Each team involved in the WBC is scheduled to receive 1 percent of the tournament’s proceeds with the winner receiving up to 5 percent. The conflict between MLB and
the U.S. government has developed because of strict embargos on Cuba
that do not allow for them to profit from any business venture
involving a U.S. entity.
The international community has not reacted well to the news of Cuba’s
possible exclusion from the WBC.
Puerto Rican baseball officials have threatened to have San Juan
removed as one of the host cities in protest of Cuba’s potential
non-participation. Israel Rolden, president of the Baseball Federation of Puerto Rico sent a letter on Wednesday to the International Baseball Federation (IBF)
stating that the island would decline to be a venue because of the U.S.
government’s decison. On Thursday, he reinforced Puerto Rico’s
intention when he said,
"What we are saying is that we should renounce our position as host if Cuba is not permitted to compete".
On another front, Hector Cardona, president of the Puerto Rican Olympic Committee
has been talking with other Latin American athletic officials trying to
enlist their support. The exclusion of Cuba would actually help Puerto
Rico competitively because Cuba is set to play in a first round bracket
that includes Panama, Puerto Rico and the Netherlands. However, Puerto
Rico has a lot of pride in their baseball and only want play the best.
Puerto Rico and Cuba are separated by only 150 miles of water. Historically, Puerto Rico has always been a step-brother
to Cuba. During their long fights for independence- both were colonized
by Spain; both agreed to Charters of Autonomy with Spain in 1897; and
both were invaded by the United States during the Spanish-American War.

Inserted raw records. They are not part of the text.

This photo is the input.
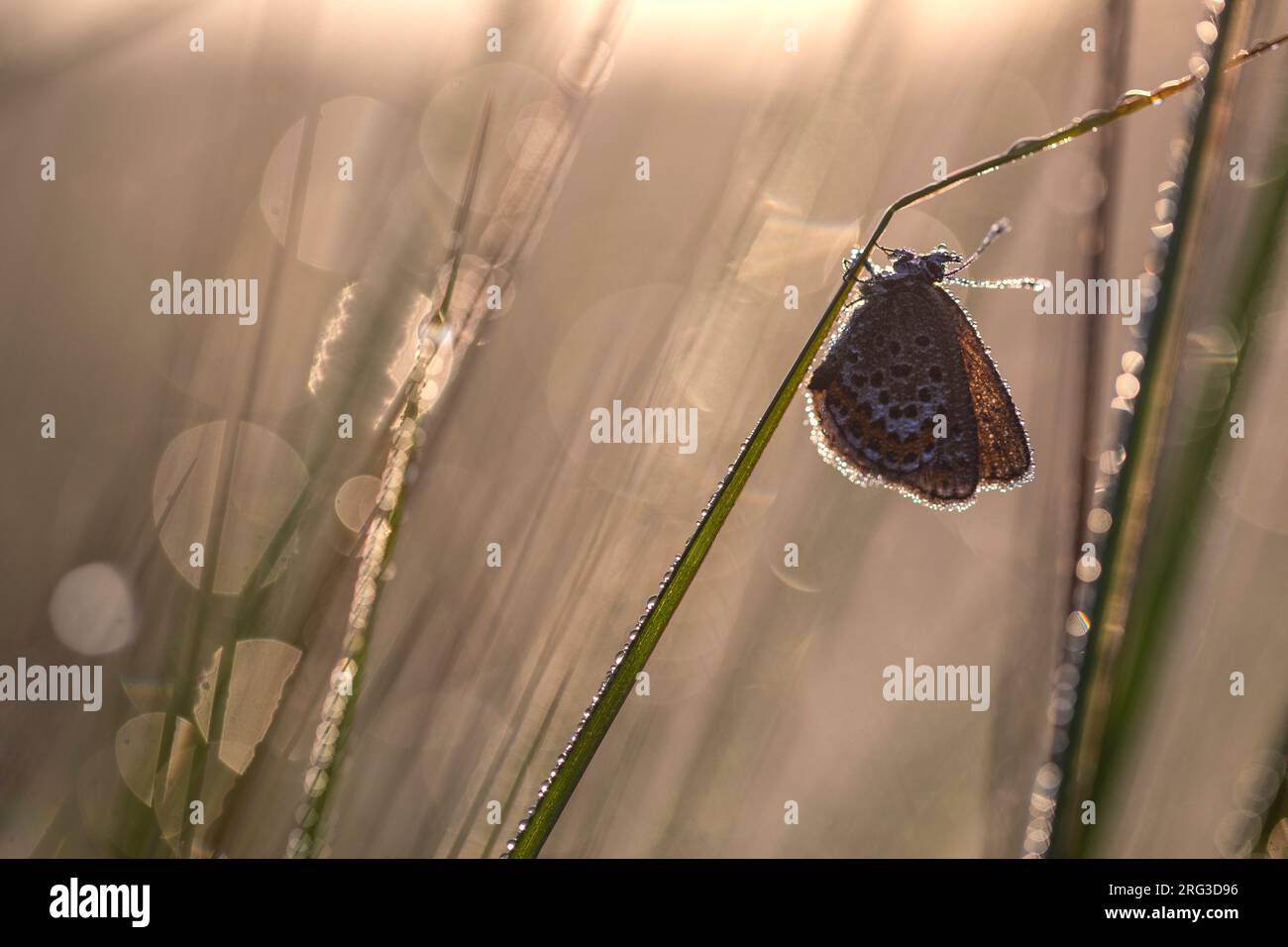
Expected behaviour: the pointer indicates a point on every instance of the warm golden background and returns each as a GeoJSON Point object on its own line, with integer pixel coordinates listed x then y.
{"type": "Point", "coordinates": [765, 166]}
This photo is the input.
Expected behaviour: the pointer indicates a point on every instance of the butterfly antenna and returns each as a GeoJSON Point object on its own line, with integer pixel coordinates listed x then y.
{"type": "Point", "coordinates": [996, 231]}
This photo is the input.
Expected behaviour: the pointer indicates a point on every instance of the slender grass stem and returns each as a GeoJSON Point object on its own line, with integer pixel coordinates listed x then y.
{"type": "Point", "coordinates": [1109, 654]}
{"type": "Point", "coordinates": [575, 758]}
{"type": "Point", "coordinates": [377, 549]}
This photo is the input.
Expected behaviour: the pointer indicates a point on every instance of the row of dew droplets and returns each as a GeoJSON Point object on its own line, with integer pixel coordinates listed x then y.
{"type": "Point", "coordinates": [372, 570]}
{"type": "Point", "coordinates": [1138, 98]}
{"type": "Point", "coordinates": [1061, 710]}
{"type": "Point", "coordinates": [622, 655]}
{"type": "Point", "coordinates": [441, 328]}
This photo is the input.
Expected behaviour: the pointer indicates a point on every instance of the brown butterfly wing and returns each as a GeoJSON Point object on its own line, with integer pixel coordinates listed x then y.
{"type": "Point", "coordinates": [1004, 447]}
{"type": "Point", "coordinates": [879, 389]}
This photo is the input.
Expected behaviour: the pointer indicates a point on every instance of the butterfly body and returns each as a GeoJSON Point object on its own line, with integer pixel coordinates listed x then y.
{"type": "Point", "coordinates": [909, 395]}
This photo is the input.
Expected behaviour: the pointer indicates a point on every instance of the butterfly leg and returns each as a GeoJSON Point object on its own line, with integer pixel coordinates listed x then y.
{"type": "Point", "coordinates": [1021, 282]}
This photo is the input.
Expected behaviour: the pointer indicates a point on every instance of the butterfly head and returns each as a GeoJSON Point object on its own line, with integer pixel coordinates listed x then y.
{"type": "Point", "coordinates": [909, 264]}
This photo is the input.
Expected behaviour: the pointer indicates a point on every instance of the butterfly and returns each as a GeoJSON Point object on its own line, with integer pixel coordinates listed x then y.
{"type": "Point", "coordinates": [907, 394]}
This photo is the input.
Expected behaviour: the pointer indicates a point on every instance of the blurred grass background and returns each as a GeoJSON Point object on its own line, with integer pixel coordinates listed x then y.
{"type": "Point", "coordinates": [765, 166]}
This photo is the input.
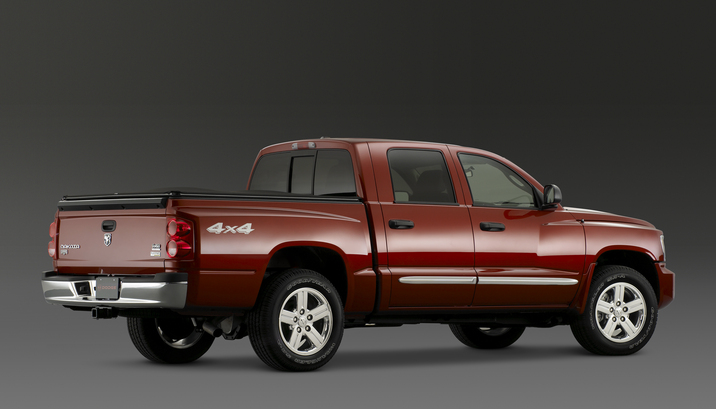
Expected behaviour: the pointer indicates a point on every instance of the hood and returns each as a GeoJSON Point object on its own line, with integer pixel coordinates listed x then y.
{"type": "Point", "coordinates": [598, 216]}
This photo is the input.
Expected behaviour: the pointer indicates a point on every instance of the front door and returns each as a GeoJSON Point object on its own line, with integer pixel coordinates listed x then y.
{"type": "Point", "coordinates": [523, 255]}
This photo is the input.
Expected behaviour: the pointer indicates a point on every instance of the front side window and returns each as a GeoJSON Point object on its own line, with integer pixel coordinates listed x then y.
{"type": "Point", "coordinates": [494, 184]}
{"type": "Point", "coordinates": [420, 176]}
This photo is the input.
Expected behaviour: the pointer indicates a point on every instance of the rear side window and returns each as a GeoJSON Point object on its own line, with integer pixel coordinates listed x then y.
{"type": "Point", "coordinates": [420, 176]}
{"type": "Point", "coordinates": [321, 172]}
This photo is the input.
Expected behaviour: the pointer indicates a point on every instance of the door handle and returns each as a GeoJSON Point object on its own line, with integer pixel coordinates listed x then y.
{"type": "Point", "coordinates": [401, 224]}
{"type": "Point", "coordinates": [490, 226]}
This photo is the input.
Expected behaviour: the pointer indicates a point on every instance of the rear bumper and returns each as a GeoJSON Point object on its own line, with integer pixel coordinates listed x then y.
{"type": "Point", "coordinates": [163, 290]}
{"type": "Point", "coordinates": [667, 282]}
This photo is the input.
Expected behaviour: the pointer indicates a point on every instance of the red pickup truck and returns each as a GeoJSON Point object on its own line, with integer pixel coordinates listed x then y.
{"type": "Point", "coordinates": [342, 233]}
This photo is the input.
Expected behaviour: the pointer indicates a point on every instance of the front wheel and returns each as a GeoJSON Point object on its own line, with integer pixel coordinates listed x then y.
{"type": "Point", "coordinates": [298, 322]}
{"type": "Point", "coordinates": [620, 315]}
{"type": "Point", "coordinates": [477, 336]}
{"type": "Point", "coordinates": [169, 340]}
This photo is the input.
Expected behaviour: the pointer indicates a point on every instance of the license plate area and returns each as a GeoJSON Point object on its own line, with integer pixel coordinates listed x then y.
{"type": "Point", "coordinates": [107, 288]}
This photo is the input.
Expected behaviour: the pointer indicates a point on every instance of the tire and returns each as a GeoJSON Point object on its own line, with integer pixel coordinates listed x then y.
{"type": "Point", "coordinates": [168, 340]}
{"type": "Point", "coordinates": [620, 315]}
{"type": "Point", "coordinates": [481, 337]}
{"type": "Point", "coordinates": [297, 324]}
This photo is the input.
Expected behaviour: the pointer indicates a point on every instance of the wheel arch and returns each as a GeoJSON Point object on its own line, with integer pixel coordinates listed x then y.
{"type": "Point", "coordinates": [641, 261]}
{"type": "Point", "coordinates": [322, 258]}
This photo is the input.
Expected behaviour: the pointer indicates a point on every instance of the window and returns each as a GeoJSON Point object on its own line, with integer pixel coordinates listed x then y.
{"type": "Point", "coordinates": [420, 176]}
{"type": "Point", "coordinates": [494, 184]}
{"type": "Point", "coordinates": [321, 172]}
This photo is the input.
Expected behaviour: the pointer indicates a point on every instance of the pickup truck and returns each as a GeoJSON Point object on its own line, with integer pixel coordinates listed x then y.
{"type": "Point", "coordinates": [344, 233]}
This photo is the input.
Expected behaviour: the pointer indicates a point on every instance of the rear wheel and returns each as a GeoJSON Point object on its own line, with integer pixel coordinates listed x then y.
{"type": "Point", "coordinates": [620, 315]}
{"type": "Point", "coordinates": [481, 337]}
{"type": "Point", "coordinates": [170, 340]}
{"type": "Point", "coordinates": [298, 322]}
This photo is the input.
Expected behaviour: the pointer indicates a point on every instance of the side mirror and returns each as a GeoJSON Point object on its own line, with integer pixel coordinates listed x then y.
{"type": "Point", "coordinates": [552, 196]}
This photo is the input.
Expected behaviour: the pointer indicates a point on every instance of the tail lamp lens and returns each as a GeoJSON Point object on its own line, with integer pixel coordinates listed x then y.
{"type": "Point", "coordinates": [51, 247]}
{"type": "Point", "coordinates": [178, 228]}
{"type": "Point", "coordinates": [178, 248]}
{"type": "Point", "coordinates": [181, 240]}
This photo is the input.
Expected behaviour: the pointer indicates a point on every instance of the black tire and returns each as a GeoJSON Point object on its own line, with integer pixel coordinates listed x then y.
{"type": "Point", "coordinates": [481, 337]}
{"type": "Point", "coordinates": [308, 342]}
{"type": "Point", "coordinates": [168, 340]}
{"type": "Point", "coordinates": [608, 326]}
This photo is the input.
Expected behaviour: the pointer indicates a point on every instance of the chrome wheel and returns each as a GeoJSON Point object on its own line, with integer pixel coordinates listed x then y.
{"type": "Point", "coordinates": [620, 312]}
{"type": "Point", "coordinates": [305, 321]}
{"type": "Point", "coordinates": [179, 335]}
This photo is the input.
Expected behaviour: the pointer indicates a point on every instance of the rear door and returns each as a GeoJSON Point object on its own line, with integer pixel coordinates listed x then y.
{"type": "Point", "coordinates": [428, 230]}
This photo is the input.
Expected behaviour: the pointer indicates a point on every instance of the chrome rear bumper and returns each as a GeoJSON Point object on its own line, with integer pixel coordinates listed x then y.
{"type": "Point", "coordinates": [164, 290]}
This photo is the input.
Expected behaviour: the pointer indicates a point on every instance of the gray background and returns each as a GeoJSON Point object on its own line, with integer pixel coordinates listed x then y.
{"type": "Point", "coordinates": [614, 104]}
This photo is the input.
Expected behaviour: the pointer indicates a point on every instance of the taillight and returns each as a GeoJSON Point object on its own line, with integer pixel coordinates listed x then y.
{"type": "Point", "coordinates": [52, 246]}
{"type": "Point", "coordinates": [178, 228]}
{"type": "Point", "coordinates": [178, 248]}
{"type": "Point", "coordinates": [181, 240]}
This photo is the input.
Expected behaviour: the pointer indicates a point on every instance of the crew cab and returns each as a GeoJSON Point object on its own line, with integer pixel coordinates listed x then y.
{"type": "Point", "coordinates": [343, 233]}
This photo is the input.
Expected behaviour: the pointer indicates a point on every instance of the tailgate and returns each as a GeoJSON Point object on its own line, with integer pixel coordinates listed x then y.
{"type": "Point", "coordinates": [118, 241]}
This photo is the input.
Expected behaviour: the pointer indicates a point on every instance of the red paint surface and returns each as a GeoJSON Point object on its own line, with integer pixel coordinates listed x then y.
{"type": "Point", "coordinates": [227, 269]}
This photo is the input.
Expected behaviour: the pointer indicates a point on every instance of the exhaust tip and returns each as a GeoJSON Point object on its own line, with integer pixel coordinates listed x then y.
{"type": "Point", "coordinates": [100, 313]}
{"type": "Point", "coordinates": [210, 328]}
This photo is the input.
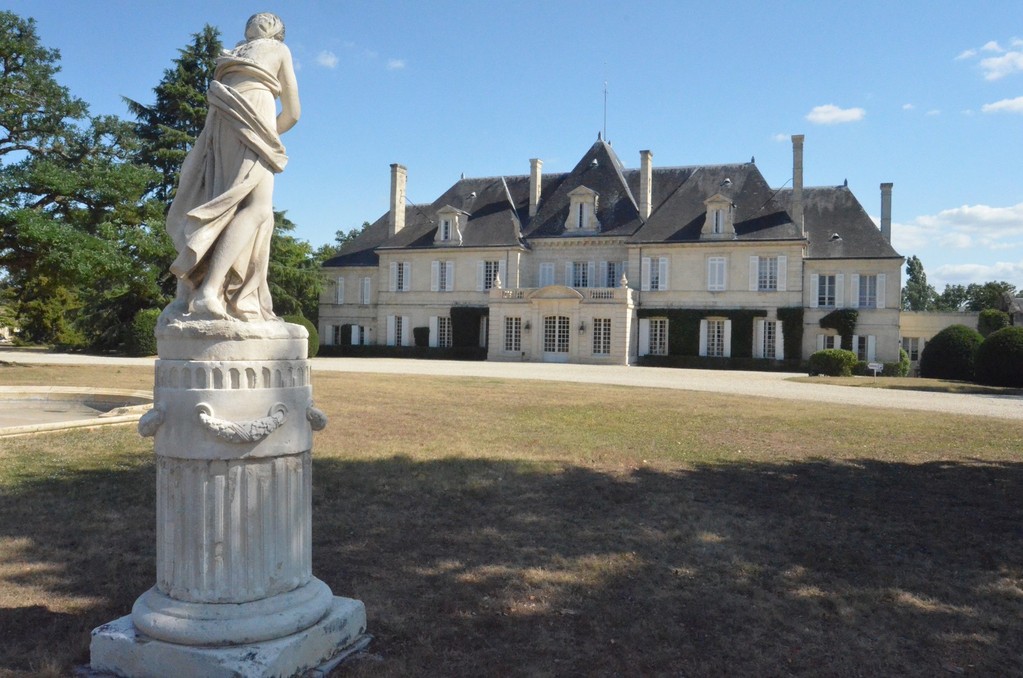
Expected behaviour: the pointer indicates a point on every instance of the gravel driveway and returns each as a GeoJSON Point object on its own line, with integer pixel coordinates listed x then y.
{"type": "Point", "coordinates": [762, 385]}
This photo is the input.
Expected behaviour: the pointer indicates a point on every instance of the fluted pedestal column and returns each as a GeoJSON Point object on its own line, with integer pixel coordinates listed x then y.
{"type": "Point", "coordinates": [232, 423]}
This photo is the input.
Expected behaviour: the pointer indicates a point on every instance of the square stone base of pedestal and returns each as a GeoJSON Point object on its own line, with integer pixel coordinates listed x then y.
{"type": "Point", "coordinates": [118, 649]}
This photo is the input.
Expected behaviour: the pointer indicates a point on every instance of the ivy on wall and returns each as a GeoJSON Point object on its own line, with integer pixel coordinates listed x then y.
{"type": "Point", "coordinates": [842, 321]}
{"type": "Point", "coordinates": [683, 328]}
{"type": "Point", "coordinates": [792, 328]}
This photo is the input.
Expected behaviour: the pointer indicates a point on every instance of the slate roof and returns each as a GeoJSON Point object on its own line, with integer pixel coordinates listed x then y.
{"type": "Point", "coordinates": [831, 211]}
{"type": "Point", "coordinates": [498, 211]}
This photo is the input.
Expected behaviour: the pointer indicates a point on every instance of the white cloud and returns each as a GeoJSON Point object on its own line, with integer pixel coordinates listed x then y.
{"type": "Point", "coordinates": [979, 273]}
{"type": "Point", "coordinates": [962, 228]}
{"type": "Point", "coordinates": [1005, 105]}
{"type": "Point", "coordinates": [326, 59]}
{"type": "Point", "coordinates": [832, 115]}
{"type": "Point", "coordinates": [996, 68]}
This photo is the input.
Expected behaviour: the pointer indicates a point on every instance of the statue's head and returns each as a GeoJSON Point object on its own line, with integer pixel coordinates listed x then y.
{"type": "Point", "coordinates": [265, 25]}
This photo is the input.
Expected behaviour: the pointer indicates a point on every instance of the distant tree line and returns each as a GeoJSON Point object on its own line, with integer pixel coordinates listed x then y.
{"type": "Point", "coordinates": [919, 296]}
{"type": "Point", "coordinates": [83, 198]}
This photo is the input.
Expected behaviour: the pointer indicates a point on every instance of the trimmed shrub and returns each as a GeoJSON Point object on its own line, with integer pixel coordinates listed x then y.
{"type": "Point", "coordinates": [999, 358]}
{"type": "Point", "coordinates": [142, 333]}
{"type": "Point", "coordinates": [833, 362]}
{"type": "Point", "coordinates": [991, 320]}
{"type": "Point", "coordinates": [300, 319]}
{"type": "Point", "coordinates": [949, 354]}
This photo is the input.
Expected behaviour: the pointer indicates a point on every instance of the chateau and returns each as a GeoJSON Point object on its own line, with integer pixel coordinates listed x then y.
{"type": "Point", "coordinates": [609, 265]}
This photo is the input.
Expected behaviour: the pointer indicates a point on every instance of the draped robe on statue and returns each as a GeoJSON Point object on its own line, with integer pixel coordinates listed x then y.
{"type": "Point", "coordinates": [237, 149]}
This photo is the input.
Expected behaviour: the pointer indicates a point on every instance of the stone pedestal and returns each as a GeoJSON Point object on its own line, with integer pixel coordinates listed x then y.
{"type": "Point", "coordinates": [232, 422]}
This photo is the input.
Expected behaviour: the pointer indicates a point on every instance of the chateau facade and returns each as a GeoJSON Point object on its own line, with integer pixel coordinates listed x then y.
{"type": "Point", "coordinates": [608, 265]}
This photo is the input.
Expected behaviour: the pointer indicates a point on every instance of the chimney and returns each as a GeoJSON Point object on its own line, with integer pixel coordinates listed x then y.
{"type": "Point", "coordinates": [396, 217]}
{"type": "Point", "coordinates": [886, 212]}
{"type": "Point", "coordinates": [797, 181]}
{"type": "Point", "coordinates": [646, 181]}
{"type": "Point", "coordinates": [535, 165]}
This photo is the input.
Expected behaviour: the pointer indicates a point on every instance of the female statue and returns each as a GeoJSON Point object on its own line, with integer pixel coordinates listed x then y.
{"type": "Point", "coordinates": [221, 219]}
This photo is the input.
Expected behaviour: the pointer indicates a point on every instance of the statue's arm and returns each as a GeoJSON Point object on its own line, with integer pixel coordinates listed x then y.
{"type": "Point", "coordinates": [291, 109]}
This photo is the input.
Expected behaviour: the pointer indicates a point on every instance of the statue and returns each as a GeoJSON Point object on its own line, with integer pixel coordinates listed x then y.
{"type": "Point", "coordinates": [221, 219]}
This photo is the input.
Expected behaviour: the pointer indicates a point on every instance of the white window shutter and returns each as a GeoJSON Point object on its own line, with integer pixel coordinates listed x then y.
{"type": "Point", "coordinates": [433, 331]}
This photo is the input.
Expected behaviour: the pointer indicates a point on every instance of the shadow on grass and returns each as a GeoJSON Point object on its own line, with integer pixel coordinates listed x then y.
{"type": "Point", "coordinates": [494, 568]}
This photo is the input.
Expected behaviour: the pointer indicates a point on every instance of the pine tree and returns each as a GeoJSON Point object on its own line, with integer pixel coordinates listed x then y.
{"type": "Point", "coordinates": [169, 127]}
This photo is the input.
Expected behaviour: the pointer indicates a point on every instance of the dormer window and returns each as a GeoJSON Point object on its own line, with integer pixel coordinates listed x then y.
{"type": "Point", "coordinates": [450, 224]}
{"type": "Point", "coordinates": [720, 218]}
{"type": "Point", "coordinates": [582, 211]}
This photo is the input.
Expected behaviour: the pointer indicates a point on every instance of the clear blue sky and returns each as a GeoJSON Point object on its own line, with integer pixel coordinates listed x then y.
{"type": "Point", "coordinates": [926, 94]}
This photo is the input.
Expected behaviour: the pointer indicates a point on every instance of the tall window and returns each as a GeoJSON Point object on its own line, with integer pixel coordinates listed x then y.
{"type": "Point", "coordinates": [401, 276]}
{"type": "Point", "coordinates": [716, 273]}
{"type": "Point", "coordinates": [602, 336]}
{"type": "Point", "coordinates": [556, 333]}
{"type": "Point", "coordinates": [444, 331]}
{"type": "Point", "coordinates": [613, 278]}
{"type": "Point", "coordinates": [513, 334]}
{"type": "Point", "coordinates": [491, 271]}
{"type": "Point", "coordinates": [580, 274]}
{"type": "Point", "coordinates": [546, 274]}
{"type": "Point", "coordinates": [659, 336]}
{"type": "Point", "coordinates": [868, 291]}
{"type": "Point", "coordinates": [715, 337]}
{"type": "Point", "coordinates": [767, 274]}
{"type": "Point", "coordinates": [399, 330]}
{"type": "Point", "coordinates": [912, 346]}
{"type": "Point", "coordinates": [826, 290]}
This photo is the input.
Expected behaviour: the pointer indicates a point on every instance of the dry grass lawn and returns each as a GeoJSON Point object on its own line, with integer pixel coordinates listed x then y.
{"type": "Point", "coordinates": [538, 529]}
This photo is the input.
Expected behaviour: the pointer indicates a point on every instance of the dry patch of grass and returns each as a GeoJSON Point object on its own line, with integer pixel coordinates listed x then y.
{"type": "Point", "coordinates": [506, 528]}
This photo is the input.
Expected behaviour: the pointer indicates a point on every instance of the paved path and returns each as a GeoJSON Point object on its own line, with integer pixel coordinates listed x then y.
{"type": "Point", "coordinates": [763, 385]}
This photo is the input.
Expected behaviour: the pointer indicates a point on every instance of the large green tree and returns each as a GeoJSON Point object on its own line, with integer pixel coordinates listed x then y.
{"type": "Point", "coordinates": [168, 127]}
{"type": "Point", "coordinates": [917, 295]}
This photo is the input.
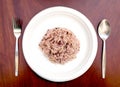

A weakened Spain ceded both to the U.S in 1898 (Treaty of Paris) ending
the War. Of course, Cuba eventually did gain it’s independence while
Puerto Rico became a U.S. Commonwealth as well as the launch site for
the U.S. military during the Cuban Missile Crisis.
Adding to the building drama is a team of Cuban-born Americans that
Florida congressman Lincoln Diaz-Balart is forming as an alternative to
the national team of Cuba. The group is not recognized by the IBF as an official federation. The team already includes former MLB
players, Rene Arocha, Osvaldo Fernandez, and Eddie Oropesa and plans on
trying to lure Jose Contreras, Livan Hernandez and Orlando Hernandez as
well. Through their spokesmen the present group said,
"We would like to represent the team of free Cuba…our lineup is ready"
Baseball spokesman Paul Courtney said MLB is dealing only with groups recognized by the IBF.
"Although we have never competed for money,
in order to offer options the Cuban Baseball Federation would be
willing for the money associated with participation in the classic to
go to those displaced by Hurricane Katrina in New Orleans."
The OFAC has not said when they will come to a decision as they begin deliberating on the new permit application.